The function being called right after turned out to contain the bulk of the key validation logic. It received the 13 characters and 0x1C30B as input and, after some transformations, looked like the figure below.

The operations performed on the input went as follows:

1. It applied a checksum algorithm, Adler-32, to the 13 characters to generate an integer value.
2. That integer value was then XORed with 0x1C30B.
3. The next operation grabbed that output and applied a series of bitwise shifts and substitutions based on fixed tables, converting the input into a 7-character value.

4. After that, I saw a set of operations that appended the calculated value to the 13 shuffled characters, effectively building a 20-character string.

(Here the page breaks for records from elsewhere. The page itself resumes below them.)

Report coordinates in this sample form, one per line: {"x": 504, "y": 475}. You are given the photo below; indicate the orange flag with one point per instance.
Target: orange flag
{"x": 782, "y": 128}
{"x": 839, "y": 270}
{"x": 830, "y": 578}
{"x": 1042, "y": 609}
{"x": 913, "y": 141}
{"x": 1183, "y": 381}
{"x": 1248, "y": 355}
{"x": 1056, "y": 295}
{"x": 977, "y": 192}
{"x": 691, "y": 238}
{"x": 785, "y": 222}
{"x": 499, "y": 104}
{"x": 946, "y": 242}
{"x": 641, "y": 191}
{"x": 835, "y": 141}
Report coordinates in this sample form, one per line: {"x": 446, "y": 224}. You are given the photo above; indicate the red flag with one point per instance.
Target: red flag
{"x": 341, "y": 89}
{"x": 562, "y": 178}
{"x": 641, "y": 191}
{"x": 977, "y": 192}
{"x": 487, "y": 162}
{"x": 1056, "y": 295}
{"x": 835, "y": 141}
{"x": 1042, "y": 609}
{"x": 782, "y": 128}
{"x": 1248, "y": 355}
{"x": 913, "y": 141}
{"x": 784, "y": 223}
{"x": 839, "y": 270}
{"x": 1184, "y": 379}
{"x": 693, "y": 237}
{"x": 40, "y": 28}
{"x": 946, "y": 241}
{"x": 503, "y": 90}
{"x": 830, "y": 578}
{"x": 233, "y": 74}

To verify this, I created a breakpoint before the next function call and analyzed the parameters. This is observed below.

   

5. This next function turned out to be a CRC32 (Cyclic Redundancy Check) implementation, which again returned an integer.

6. Finally, the routine repeated step 3, but utilizing different shifts and different substitution tables to get a final 7-character value.

So, my final buffer held the 13 shuffled values plus 7 calculated values, which went through the shuffle algorithm one last time and returned. This resulting value was then compared against the initially received key. If it differed, the routine returned 0 for an unsuccessful operation.

At a higher level: this function receives a 20-character key, but those characters actually correspond to a 13-character prefix plus 7 checksum characters. Therefore, the algorithm first applies permutations to separate these two groups. It then calculates the expected checksum for those 13 characters and reverses the operation to build the valid key for that specific prefix. If the generated key matches the user input, it is considered valid.

Exploiting

Exploiting this was very straightforward. I chose 13 random characters, replicated every operation done for the checksum in a script, and then applied the final shuffle.